The Grain Awakening, hosted at Jaipur's Rambagh Palace by author and health coach Luke Coutinho in collaboration with Arushi Jain Sancheti's AJS Experiences, was a sensorial eight-course vegan, and gluten-free dining experience.
Raised in Jaipur, the Rambagh Palace always held allure for me. Each visit found me either enjoying high tea while watching peacocks or attending a lavish palace wedding. This time, my journey to one of the Pink City’s most admired hotels had a deeper purpose.
This visit to palace brought me to The Grain Awakening—an intimate, invite-only sensory dining event organised by Arushi Jain Sancheti’s immersive experiences company, AJS Experiences. The eight-course vegan and gluten-free gourmet dinner was executed by celebrated health coach and author Luke Coutinho, whom I first heard about from my mother who also happens to be one of his biggest admirers.
At its core, the event centred on the idea that food and the body share an intimacy that has seen itself gradually erode over generations. The multi-course meal was thus an effort to restore that connection and realign the external pace of life with our internal rhythms.
From the outset, the event awakened the senses, beginning with smell. Custom fragrances, crafted to complement each guest’s personality, infused the air. My scent was musky and sweet, with notes of vanilla. Next, we settled into private seating pods intended to cultivate tranquillity and seclusion. The pods, enveloped in greenery and accompanied by the evocative sounds of handpan music, rooted us in nature and set the tone right for what was yet to unfold.
Soon, Coutinho took the mic, doing what he excels at: untangling our inner thoughts.
Before us was a large bowl of mixed grains; he asked us to mindfully sort each type into separate bowls. What seemed a simple task demanded intense focus and mindfulness, and what started as a silent activity became a collective moment of reflection. The experience lingered, sparking conversation long into the night.
Designed with great attention to detail, the eight-course gourmet culinary experience was intended as a deliberate pause. It invited guests to slow down and allow the body to receive rather than simply consume. For me, the dinner prompted greater mindfulness of what I was eating. Especially in an era of fast food, the time we invest in eating has decreased just as much as the time we spend preparing meals.

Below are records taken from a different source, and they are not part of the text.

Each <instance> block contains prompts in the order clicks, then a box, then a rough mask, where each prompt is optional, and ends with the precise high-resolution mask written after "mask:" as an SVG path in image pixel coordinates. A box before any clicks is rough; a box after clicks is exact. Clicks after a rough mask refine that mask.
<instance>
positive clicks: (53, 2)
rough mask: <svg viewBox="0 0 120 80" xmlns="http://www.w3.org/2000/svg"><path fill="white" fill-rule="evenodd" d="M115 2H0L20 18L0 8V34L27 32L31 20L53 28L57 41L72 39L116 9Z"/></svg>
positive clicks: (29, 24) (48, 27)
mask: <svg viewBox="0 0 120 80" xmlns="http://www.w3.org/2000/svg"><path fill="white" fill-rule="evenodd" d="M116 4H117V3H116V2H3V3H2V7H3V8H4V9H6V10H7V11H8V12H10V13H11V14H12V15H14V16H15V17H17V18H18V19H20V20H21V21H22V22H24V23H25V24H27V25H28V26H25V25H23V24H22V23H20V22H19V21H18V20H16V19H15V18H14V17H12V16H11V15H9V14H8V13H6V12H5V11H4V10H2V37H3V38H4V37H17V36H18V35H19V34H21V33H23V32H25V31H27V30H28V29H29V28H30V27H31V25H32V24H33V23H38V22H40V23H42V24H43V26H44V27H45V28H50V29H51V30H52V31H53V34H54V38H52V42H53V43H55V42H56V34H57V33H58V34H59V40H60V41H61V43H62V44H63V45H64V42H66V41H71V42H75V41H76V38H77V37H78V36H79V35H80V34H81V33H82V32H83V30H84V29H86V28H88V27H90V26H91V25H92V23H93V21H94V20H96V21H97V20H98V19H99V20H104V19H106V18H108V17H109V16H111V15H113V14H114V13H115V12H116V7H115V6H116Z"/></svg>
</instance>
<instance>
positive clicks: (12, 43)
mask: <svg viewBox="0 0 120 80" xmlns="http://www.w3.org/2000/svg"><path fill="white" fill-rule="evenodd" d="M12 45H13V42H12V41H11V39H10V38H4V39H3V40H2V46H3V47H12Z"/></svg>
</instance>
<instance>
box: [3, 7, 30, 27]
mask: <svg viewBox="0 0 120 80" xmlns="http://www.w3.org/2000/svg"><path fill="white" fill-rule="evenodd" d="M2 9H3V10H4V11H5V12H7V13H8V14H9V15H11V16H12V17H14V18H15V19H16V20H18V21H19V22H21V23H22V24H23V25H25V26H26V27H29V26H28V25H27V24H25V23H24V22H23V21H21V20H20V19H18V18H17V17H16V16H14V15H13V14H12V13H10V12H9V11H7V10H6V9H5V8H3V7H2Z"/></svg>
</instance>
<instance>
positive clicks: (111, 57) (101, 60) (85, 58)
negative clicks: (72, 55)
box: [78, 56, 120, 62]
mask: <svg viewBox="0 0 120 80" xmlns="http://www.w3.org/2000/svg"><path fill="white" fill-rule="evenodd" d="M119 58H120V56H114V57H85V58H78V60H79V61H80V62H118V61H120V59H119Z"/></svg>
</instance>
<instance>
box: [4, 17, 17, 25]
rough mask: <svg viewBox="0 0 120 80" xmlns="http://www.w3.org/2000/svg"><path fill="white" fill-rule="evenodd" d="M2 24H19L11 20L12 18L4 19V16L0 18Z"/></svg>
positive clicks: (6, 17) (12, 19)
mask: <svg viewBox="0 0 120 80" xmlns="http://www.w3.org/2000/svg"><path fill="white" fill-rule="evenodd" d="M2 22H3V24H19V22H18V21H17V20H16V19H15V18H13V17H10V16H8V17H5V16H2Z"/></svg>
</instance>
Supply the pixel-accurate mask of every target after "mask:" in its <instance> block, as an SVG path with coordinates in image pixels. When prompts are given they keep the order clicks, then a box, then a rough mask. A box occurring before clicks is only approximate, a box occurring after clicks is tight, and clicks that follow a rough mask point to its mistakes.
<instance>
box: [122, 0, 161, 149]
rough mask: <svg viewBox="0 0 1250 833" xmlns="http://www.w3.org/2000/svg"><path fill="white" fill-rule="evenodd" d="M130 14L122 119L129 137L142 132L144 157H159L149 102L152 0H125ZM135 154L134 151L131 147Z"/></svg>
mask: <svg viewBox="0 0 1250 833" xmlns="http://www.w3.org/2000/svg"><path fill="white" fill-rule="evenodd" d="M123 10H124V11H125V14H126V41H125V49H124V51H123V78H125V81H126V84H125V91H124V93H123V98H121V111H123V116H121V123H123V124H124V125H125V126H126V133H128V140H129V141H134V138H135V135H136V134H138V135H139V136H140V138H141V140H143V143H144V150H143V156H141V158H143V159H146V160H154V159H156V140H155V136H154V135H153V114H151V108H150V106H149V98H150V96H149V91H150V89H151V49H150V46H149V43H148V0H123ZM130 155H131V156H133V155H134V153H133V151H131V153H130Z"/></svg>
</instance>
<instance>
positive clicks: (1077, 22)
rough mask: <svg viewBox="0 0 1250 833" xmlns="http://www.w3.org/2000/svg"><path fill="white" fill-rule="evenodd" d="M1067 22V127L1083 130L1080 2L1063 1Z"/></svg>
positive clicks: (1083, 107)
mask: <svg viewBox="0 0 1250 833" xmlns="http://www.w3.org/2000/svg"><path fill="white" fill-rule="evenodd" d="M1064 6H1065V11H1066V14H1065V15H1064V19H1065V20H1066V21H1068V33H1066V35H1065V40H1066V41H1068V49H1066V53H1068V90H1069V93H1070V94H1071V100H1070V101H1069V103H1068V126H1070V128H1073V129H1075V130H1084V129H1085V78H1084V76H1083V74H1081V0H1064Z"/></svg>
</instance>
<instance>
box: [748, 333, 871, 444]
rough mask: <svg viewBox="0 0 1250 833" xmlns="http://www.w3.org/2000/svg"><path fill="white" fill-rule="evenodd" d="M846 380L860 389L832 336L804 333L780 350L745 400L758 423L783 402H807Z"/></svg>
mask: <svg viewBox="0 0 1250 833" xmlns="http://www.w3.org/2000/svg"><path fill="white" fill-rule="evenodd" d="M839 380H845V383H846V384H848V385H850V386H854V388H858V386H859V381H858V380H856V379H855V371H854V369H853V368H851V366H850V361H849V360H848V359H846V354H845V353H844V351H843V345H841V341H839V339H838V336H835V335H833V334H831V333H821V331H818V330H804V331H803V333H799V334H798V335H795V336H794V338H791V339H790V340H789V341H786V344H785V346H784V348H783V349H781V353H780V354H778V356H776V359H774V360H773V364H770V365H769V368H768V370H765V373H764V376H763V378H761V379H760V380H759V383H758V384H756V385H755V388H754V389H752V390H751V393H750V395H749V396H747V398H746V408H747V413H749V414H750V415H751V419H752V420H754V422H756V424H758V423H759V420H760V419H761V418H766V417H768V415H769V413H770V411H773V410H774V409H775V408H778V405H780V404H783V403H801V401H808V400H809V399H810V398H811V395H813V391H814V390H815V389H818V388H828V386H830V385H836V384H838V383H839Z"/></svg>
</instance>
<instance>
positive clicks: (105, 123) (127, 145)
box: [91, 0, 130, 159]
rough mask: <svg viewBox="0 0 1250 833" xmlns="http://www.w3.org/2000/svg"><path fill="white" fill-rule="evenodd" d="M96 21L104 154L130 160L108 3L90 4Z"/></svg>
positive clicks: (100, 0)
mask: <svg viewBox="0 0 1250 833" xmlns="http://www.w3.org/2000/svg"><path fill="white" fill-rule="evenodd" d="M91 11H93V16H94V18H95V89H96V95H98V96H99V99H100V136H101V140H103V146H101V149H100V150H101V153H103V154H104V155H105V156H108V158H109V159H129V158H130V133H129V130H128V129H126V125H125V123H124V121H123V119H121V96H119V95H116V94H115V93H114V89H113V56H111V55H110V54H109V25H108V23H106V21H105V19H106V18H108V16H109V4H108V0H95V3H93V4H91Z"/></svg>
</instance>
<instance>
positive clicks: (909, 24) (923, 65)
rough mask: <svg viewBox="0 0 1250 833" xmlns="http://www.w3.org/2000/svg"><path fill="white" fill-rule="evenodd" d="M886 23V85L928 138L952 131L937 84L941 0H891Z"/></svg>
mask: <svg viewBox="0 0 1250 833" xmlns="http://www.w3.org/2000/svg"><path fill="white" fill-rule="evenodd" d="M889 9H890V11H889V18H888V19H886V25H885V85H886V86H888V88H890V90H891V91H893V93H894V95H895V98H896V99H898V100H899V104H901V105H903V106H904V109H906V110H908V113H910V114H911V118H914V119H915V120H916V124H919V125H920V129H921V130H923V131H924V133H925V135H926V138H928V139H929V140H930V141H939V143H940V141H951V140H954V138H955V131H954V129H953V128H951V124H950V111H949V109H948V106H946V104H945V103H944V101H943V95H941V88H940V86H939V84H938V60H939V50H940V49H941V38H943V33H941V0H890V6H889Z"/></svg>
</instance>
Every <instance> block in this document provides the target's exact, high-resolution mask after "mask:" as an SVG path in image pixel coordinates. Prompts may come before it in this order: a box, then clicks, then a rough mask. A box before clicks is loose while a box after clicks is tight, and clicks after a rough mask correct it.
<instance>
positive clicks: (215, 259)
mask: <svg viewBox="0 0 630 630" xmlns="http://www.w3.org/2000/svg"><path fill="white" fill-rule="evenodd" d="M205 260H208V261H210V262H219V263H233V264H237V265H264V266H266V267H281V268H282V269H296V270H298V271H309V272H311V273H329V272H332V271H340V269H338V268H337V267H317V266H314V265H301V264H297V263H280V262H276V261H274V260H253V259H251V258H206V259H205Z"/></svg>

Anchored in ancient grains and clean-eating principles, the entirely gluten-free and vegan menu was developed by Sancheti alongside Rambagh Palace’s culinary team, fitting seamlessly with the dining experience’s intentional focus.

One of my favourite courses was the Assamese black rice, featuring a rose-scented pudding served with coconut and proso cream and gooseberry pate. As someone who enjoys the flavour of coconut, what added the cherry on top was that the preparation was served in a half-cut coconut shell.
The main course was served in a mini thali and featured a sriphala raab, detox barley chaat, winter greens quenelle, jowar-suraj mukhi roti, and amla chutney. As someone who is always looking for alternatives to wheat, I enjoyed the roti so much that I even tried to replicate it at home.
The millet lapsi rounded off the meal on a perfect note. Lapsi is a popular sweet preparation in Gujarat and Rajasthan and is often served as prashad after religious ceremonies and pheras during Marwadi weddings. Traditionally prepared with wheat, this one, made with millet, was flavourful and sweet just in the right measure.